In Hong Kong, I also had opportunities to witness for Christ, both in churches and individually to many people. Lots of believers were moved to tears and gave me encouraging words after hearing my story. Intermittently amidst such formal sharing time, I also got to witness to many young medical professionals in the Hong Kong hospitals. Many of them were amazed to learn about the innovation and availability of such drastic medical procedures as I had received in America. I was not shy to show them the treated private parts of my body in the hope that someday these Chinese medical doctors can perform the same procedures on other patients like me.
A Heavenly Focus
To be truthful, it is really not easy for me, even as a Christian, to be joyful all the time at this stage of my illness. Nevertheless, many people who know me are amazed that I can still choose to smile, in spite of my maimed body. Naturally, I am fearful, I feel pain, and at times I worry. But with the power of God strengthening me from within, I can calm down by relying on His words and His promises. I firmly believe I’ll be in Heaven after I die, to spend eternity with my loving Jesus forever! And that gives me peace.
Before I departed from Hong Kong, the medical professionals and the believers who came to see me off in the airport all wished me well by saying “Peace be with you. Hope you will be safe all the way!” Indeed, I had a splendid trip back to Seattle, and I know I will arrive safely to my heavenly home.

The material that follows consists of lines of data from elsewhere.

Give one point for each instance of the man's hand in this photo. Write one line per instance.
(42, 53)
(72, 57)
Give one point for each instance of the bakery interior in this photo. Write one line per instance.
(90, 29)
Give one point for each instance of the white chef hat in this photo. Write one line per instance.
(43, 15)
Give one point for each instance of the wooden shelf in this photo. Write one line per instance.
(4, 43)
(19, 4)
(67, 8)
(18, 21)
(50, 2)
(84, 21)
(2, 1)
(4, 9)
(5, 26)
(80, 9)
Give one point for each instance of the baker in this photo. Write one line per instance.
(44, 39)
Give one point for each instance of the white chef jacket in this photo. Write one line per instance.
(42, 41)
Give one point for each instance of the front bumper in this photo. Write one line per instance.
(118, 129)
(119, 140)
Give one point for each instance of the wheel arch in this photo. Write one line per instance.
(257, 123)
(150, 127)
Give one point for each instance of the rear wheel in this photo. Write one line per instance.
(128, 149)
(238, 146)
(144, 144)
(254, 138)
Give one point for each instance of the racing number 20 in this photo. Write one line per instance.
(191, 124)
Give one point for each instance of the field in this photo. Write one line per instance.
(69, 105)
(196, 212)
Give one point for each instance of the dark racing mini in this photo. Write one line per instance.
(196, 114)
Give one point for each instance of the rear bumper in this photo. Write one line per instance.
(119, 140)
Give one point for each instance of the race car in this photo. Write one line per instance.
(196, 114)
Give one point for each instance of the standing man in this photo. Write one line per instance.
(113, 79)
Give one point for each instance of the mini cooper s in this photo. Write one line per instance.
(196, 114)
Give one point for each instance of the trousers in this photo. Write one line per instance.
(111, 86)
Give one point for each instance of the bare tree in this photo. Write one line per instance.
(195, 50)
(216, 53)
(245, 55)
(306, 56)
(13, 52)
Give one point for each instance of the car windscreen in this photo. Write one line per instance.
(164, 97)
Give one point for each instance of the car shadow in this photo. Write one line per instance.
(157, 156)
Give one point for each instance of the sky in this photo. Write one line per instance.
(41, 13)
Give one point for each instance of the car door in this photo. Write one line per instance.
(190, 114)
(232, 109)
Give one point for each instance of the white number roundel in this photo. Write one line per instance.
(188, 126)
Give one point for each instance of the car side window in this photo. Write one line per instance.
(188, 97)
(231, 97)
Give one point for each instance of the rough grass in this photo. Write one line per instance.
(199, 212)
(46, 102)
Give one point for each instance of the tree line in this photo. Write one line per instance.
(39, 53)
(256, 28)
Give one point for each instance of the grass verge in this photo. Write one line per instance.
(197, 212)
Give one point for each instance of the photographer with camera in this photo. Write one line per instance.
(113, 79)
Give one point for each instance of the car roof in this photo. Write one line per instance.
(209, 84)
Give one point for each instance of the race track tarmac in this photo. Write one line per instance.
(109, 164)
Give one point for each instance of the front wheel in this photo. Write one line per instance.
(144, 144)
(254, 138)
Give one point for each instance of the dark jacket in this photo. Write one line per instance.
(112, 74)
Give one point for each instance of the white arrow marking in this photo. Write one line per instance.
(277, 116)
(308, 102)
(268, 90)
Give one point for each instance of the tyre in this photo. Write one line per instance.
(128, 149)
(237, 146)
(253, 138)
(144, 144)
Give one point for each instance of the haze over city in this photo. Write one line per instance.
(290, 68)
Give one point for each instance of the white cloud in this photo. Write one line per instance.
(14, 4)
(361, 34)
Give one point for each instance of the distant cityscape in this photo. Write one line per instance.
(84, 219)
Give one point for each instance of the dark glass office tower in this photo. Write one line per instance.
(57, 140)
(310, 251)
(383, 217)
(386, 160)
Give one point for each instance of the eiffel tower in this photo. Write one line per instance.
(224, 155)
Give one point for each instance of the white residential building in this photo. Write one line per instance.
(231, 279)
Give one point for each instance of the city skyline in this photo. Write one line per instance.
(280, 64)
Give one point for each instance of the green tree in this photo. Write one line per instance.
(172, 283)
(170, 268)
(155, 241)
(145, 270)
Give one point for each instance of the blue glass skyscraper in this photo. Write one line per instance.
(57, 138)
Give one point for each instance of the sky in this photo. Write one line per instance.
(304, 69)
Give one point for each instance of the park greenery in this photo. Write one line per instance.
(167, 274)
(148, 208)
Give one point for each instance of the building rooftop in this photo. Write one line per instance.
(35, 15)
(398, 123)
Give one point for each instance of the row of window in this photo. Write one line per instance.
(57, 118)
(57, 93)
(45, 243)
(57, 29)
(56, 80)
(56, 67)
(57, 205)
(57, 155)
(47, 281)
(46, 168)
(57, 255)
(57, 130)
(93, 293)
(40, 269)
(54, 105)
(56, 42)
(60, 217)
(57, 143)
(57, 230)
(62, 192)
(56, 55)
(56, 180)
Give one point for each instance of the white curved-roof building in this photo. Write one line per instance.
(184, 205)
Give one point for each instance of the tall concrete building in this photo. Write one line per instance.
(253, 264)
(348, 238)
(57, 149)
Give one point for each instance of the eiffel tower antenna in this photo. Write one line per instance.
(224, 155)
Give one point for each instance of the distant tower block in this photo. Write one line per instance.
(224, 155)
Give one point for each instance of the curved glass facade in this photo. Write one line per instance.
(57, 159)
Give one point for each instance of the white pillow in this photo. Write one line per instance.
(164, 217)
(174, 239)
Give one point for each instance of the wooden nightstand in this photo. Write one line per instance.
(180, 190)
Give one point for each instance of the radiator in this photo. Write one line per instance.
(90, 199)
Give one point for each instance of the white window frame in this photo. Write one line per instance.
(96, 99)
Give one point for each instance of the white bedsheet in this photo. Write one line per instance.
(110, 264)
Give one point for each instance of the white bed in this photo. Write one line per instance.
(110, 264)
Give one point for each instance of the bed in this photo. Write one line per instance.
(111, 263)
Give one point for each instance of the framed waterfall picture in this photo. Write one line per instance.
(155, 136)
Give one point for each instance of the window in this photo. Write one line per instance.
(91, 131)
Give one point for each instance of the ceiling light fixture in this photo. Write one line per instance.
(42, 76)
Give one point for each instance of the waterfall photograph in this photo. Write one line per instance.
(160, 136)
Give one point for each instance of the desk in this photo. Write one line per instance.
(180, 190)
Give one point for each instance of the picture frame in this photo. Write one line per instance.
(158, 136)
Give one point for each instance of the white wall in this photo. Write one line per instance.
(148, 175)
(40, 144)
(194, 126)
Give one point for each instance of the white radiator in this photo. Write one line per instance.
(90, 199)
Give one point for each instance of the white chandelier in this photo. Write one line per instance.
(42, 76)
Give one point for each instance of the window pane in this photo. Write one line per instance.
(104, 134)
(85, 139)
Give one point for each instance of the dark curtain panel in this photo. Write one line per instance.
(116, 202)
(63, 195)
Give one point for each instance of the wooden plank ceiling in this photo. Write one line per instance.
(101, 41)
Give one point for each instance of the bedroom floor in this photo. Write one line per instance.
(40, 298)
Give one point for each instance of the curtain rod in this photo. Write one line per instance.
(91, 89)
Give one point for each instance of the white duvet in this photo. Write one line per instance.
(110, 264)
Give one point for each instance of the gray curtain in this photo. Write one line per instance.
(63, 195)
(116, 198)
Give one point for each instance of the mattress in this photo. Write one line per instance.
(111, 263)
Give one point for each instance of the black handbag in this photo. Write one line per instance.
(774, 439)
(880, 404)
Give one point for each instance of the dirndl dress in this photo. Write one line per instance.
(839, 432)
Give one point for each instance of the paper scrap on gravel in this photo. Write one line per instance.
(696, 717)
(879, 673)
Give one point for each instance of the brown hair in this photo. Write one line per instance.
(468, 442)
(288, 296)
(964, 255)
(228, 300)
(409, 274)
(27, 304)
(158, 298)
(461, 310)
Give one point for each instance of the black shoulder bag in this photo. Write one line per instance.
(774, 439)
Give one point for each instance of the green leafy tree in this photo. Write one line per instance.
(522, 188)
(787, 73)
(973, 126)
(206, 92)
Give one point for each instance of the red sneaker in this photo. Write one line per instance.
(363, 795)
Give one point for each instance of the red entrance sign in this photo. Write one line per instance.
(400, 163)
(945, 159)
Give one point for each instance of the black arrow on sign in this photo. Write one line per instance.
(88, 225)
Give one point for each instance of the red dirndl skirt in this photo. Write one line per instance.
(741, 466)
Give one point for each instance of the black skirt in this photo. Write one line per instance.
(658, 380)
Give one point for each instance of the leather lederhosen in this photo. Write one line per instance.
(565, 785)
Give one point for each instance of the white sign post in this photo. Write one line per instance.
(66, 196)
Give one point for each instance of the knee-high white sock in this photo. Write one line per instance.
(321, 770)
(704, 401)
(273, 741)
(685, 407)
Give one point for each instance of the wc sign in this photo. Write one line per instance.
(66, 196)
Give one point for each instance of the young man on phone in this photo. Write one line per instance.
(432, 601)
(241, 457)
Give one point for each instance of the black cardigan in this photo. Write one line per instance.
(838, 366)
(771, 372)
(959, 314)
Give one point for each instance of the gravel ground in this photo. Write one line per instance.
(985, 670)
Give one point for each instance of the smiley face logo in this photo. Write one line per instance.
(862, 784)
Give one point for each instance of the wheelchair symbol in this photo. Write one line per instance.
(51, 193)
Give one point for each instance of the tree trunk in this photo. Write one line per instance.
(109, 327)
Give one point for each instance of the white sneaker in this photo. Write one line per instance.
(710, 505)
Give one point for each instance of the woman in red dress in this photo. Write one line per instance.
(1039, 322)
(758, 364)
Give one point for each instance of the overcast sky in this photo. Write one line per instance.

My encouragement to people who are suffering from any problem is not to focus on their problem, but to enjoy what they have that is good. Just enjoy the simple things we often take for granted—like having a job, having a meal with family, being able to sleep, eat and use the bathroom. May we all live each day like this might be ourlast day!
(Esther Chan is now bed-ridden most of the time with no food or liquid intake. She is only sustainable on intravenous therapy and waste bags. She is very weak, and is losing weight gradually. Her husband, 2 children and brothers and sisters from Church support and pray for her. Last month, in an effort to make one of her wishes a reality, a kindhearted and devoted Christian nurse took her out to the scenic Snoqualmie Falls with Philip and Kelly. Please pray for her to endure the pain of the present time and to remember her faith in God as she puts herself in His hands for now and eternity.)